Complete the next cell to create a simple chain that takes the name of a country as input and outputs its capital. To accomplish this, you should utilize the `HumanMessagePromptTemplate` and `AIMessagePromptTemplate` classes to formulate an effective prompt.

In [None]:
from langchain_core.prompts import ChatPromptTemplate, HumanMessagePromptTemplate, AIMessagePromptTemplate
from langchain_core.output_parsers import StrOutputParser

prompt = ChatPromptTemplate.from_messages([
  HumanMessagePromptTemplate.from_template("What is the capital of {country}?"),
  AIMessagePromptTemplate.from_template("The capital of {country} is ")
])

output_parser = StrOutputParser()

simple_chain = prompt | model | output_parser

answer = simple_chain.invoke({"country": "Iran"})

print(answer)


Tehran.


Write about the objectives behind the creation of `HumanMessagePromptTemplate` and `AIMessagePromptTemplate` classes. What they actually do? Write a brief description.

**`HumanMessagePromptTemplate:`**
- This is a message sent from the user.

- Create a new model by parsing and validating input data from keyword arguments.

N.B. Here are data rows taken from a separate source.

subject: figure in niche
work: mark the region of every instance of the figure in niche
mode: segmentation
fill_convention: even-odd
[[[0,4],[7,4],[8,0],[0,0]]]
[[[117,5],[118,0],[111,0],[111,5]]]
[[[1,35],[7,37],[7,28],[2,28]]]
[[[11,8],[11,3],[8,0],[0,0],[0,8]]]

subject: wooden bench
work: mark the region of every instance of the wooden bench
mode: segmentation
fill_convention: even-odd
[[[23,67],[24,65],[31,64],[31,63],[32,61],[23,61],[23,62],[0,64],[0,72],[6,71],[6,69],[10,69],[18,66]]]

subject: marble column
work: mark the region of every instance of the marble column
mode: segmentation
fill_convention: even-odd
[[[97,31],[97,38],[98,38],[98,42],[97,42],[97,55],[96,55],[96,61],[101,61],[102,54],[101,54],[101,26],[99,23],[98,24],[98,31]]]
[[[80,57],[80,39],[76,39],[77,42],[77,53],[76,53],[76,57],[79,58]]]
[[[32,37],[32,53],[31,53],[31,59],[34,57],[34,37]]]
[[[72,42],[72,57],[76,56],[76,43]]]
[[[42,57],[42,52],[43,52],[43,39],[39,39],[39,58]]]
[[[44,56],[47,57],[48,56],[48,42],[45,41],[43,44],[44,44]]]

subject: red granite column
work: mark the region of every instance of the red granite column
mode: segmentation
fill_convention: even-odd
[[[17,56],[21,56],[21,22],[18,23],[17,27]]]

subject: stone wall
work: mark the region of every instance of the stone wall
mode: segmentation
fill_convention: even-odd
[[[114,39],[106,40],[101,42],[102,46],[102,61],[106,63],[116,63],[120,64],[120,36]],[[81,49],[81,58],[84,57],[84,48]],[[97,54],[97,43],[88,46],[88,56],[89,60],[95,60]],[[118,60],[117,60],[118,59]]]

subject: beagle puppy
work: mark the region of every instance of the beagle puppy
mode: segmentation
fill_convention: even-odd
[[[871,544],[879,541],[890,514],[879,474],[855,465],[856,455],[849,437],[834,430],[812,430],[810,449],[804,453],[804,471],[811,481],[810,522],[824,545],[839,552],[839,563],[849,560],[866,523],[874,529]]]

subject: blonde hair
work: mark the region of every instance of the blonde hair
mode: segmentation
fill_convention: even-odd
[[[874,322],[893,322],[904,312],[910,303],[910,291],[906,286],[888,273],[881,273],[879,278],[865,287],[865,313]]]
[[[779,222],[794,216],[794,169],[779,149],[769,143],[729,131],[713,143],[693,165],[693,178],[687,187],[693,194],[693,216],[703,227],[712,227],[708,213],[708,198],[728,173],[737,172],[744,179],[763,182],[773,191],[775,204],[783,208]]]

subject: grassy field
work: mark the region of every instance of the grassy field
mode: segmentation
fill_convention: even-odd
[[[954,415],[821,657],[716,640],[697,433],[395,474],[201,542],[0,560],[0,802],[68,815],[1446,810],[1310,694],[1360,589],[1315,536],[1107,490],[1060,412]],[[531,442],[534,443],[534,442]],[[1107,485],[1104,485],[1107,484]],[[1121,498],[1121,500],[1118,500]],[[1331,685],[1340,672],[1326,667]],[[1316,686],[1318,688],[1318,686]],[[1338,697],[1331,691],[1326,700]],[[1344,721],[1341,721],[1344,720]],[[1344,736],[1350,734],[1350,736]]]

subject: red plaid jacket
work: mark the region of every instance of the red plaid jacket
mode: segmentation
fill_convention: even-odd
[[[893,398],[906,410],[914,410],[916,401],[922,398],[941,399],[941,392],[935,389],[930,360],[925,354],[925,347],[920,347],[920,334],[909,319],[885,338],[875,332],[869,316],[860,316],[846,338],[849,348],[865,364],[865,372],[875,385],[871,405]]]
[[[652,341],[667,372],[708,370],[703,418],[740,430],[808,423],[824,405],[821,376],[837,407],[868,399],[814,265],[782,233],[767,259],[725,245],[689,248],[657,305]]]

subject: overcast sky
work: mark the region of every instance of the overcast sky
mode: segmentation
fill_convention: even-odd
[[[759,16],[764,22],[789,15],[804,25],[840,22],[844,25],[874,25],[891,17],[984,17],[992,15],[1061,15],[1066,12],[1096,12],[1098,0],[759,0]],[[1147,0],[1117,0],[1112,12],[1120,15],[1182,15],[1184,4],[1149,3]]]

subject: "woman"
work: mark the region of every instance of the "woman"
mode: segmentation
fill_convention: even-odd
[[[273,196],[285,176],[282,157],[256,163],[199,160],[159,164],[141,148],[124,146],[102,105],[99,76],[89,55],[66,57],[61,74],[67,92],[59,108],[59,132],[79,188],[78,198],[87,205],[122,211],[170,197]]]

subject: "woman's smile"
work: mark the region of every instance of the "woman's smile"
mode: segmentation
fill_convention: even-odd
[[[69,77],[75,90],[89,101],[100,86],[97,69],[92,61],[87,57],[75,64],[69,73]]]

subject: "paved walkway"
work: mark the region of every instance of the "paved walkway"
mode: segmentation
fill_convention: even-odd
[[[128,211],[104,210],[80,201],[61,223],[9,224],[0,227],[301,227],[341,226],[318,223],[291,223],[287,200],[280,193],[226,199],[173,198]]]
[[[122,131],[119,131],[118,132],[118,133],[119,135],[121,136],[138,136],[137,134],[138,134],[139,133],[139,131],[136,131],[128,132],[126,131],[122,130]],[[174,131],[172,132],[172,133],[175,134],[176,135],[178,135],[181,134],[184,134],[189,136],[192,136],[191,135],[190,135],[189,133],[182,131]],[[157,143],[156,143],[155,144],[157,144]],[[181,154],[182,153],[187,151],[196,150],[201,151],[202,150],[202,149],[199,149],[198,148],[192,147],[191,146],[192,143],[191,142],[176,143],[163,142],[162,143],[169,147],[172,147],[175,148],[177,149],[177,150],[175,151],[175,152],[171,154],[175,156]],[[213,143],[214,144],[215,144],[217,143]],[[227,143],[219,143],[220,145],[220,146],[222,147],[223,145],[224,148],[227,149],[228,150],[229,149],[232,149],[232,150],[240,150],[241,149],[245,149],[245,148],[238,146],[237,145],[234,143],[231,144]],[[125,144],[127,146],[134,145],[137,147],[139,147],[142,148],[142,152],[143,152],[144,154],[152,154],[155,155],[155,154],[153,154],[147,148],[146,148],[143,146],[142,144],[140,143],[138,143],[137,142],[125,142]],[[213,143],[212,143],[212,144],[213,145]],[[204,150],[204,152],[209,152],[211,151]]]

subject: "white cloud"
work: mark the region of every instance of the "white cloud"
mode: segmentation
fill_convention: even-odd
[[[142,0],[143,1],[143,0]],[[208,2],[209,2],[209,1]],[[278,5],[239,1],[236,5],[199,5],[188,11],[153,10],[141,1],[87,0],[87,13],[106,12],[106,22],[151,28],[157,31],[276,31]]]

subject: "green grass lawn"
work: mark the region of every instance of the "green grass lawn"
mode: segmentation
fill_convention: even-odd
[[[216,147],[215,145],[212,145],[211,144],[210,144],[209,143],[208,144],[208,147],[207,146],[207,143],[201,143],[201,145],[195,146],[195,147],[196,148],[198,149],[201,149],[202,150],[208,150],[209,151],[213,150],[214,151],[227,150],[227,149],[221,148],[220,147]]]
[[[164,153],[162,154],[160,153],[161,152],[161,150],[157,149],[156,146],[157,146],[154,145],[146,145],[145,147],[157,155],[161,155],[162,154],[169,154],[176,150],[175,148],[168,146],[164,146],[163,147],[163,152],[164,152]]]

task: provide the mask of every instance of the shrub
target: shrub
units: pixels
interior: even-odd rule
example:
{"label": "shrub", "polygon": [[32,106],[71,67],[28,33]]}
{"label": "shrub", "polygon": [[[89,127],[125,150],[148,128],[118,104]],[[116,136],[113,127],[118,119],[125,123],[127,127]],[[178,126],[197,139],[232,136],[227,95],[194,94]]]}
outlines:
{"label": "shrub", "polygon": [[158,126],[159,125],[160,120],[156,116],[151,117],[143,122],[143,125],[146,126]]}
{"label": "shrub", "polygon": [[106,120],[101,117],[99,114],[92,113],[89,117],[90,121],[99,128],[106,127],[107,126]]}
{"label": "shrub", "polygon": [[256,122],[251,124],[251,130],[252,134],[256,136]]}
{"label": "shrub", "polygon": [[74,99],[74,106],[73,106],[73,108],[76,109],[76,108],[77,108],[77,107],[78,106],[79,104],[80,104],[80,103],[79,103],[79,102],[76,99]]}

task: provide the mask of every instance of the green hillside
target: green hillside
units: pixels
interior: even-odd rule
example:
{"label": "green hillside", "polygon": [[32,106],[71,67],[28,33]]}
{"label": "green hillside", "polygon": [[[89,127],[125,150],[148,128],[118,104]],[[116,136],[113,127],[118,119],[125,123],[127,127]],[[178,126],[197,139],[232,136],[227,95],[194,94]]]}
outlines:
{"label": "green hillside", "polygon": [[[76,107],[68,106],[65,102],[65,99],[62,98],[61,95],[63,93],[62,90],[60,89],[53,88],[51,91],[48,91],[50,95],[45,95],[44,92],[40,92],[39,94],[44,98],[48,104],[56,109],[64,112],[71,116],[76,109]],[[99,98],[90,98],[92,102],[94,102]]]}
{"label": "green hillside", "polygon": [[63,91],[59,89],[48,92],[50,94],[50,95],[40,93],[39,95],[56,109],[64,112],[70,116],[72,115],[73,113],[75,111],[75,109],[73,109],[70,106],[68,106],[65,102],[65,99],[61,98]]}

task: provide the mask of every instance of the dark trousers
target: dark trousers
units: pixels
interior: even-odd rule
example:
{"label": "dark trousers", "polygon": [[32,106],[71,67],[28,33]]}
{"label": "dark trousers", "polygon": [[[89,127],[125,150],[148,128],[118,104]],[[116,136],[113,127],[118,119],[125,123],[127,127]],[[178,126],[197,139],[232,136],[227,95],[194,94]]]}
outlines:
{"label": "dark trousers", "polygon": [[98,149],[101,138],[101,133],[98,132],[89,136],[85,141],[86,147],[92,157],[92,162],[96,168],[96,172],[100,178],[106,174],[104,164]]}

- Raises ValidationError if the input data cannot be parsed to form a valid model.

- The objective behind the creation of the `HumanMessagePromptTemplate` class is to provide a template for crafting messages that simulate human input or conversation in the prompt.

**`AIMessagePromptTemplate`**:
- This is a message sent from the AI.

- Like `HumanMessagePromptTemplate` creates model and validates data

- The `AIMessagePromptTemplate` class aims to provide a template for generating AI-generated messages that provide context or guide the model in generating responses.

What is the purpose of adding an empty `AIMessagePromptTemplate` at the end of prompt? What is the consequences of omitting it?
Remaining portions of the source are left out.